History of Banking Troubles
The problems in the banking sector have been brewing for a long time. Under the previous administration, banks were allowed to avoid recognizing bad debts through relaxed loan classification rules and concessions for loan rescheduling. Politically connected candidates who would have been barred for defaulting were allowed to regularize their loans on paper, bypassing disqualification rules. Even during financial crises, overdue loans were allowed to escape non-performing status through special measures that distorted the true picture.
Abuses in Sharia-Based Banks
The most egregious abuses have occurred in Sharia-based banks operating under Islamic principles. The boards of these banks were taken over by political actors, which led to politically motivated lending. Hundreds of billions of taka in loans were disbursed without proper procedures, and the borrowed funds were laundered abroad through manipulated LC transactions. Many bank employees were aware of these misdeeds but had to turn a blind eye to protect their jobs.
The True Extent of the Crisis
Banks as institutions are inherently unstable, taking deposits that can be withdrawn at any time while holding long-term, illiquid assets such as mortgages and business loans. This mismatch means that even well-managed institutions can be exposed if questionable practices creep into their operations. Following the recent upheaval, the true extent of non-performing loans has surfaced, with estimates suggesting they now account for over 24% of all loans in the system.
The Central Bank’s Response
The central bank is offering loan restructuring opportunities to 280 institutions, with another thousand applications awaiting decision.
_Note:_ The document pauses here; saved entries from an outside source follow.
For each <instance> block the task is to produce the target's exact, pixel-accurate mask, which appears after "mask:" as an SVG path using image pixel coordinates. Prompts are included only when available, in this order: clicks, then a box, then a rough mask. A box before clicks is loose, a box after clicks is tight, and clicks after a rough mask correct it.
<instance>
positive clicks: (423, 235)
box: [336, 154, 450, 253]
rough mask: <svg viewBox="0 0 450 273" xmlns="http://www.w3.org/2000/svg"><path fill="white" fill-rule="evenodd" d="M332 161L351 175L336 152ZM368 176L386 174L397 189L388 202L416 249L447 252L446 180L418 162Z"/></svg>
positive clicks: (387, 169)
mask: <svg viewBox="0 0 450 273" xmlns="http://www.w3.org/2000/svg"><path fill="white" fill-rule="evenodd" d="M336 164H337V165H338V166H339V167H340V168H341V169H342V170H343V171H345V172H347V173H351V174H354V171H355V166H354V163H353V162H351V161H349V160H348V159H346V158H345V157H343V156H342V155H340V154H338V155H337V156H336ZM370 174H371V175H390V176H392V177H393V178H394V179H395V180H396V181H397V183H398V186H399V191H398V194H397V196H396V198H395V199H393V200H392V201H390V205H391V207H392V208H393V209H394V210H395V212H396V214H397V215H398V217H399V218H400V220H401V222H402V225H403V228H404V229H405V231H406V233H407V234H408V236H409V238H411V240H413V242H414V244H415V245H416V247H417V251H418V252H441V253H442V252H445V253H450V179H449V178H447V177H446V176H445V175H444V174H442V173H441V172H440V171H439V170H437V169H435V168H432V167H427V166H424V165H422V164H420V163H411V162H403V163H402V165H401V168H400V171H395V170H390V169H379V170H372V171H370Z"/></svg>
Some recipients of these opportunities are accused of past loan irregularities, which evokes memories of the country’s history with lenient rescheduling policies that shielded defaulters and concealed the true extent of bad loans. The central bank must heed the dangers of overextending support to chronic loan defaulters, as many of the existing bad loans were originally taken with the intent to swindle banks.
The Cost of Bailouts
The current interim administration has followed the same path as its predecessor, propping up struggling banks with generous liquidity support. Since last September, the total support extended to weak banks through money printing, guarantees, and special facilities has reportedly exceeded Tk 530 billion. Notably, five troubled banks that lacked conventional collateral even got loans backed by Demand Promissory (DP) notes, which is essentially creating money out of thin air.
The Rationale Behind Bailouts
The government is set to begin merging five weak banks, which are recipients of liquidity support, and providing them with fresh capital. This raises questions about the rationale behind pouring public money into keeping these failing banks afloat. Why persist with this costly lifeline for institutions that clearly can’t survive on their own? The central bank has admitted many times that political meddling ruined the sector, and attempting to solve the banks’ issues without creating mechanisms to block such interference would be like treating the symptoms rather than the disease.
Conclusion
In conclusion, the banking sector is facing a severe crisis, with a sharp rise in non-performing loans and a history of questionable practices. The central bank’s response, including loan restructuring opportunities and generous liquidity support, may provide temporary relief but does not address the underlying issues. The government must re-examine its approach to bailouts and consider the long-term consequences of propping up failing institutions. Ultimately, the goal should be to create a stable and sustainable banking sector that serves the needs of the economy and the people, rather than perpetuating a system that benefits only a select few.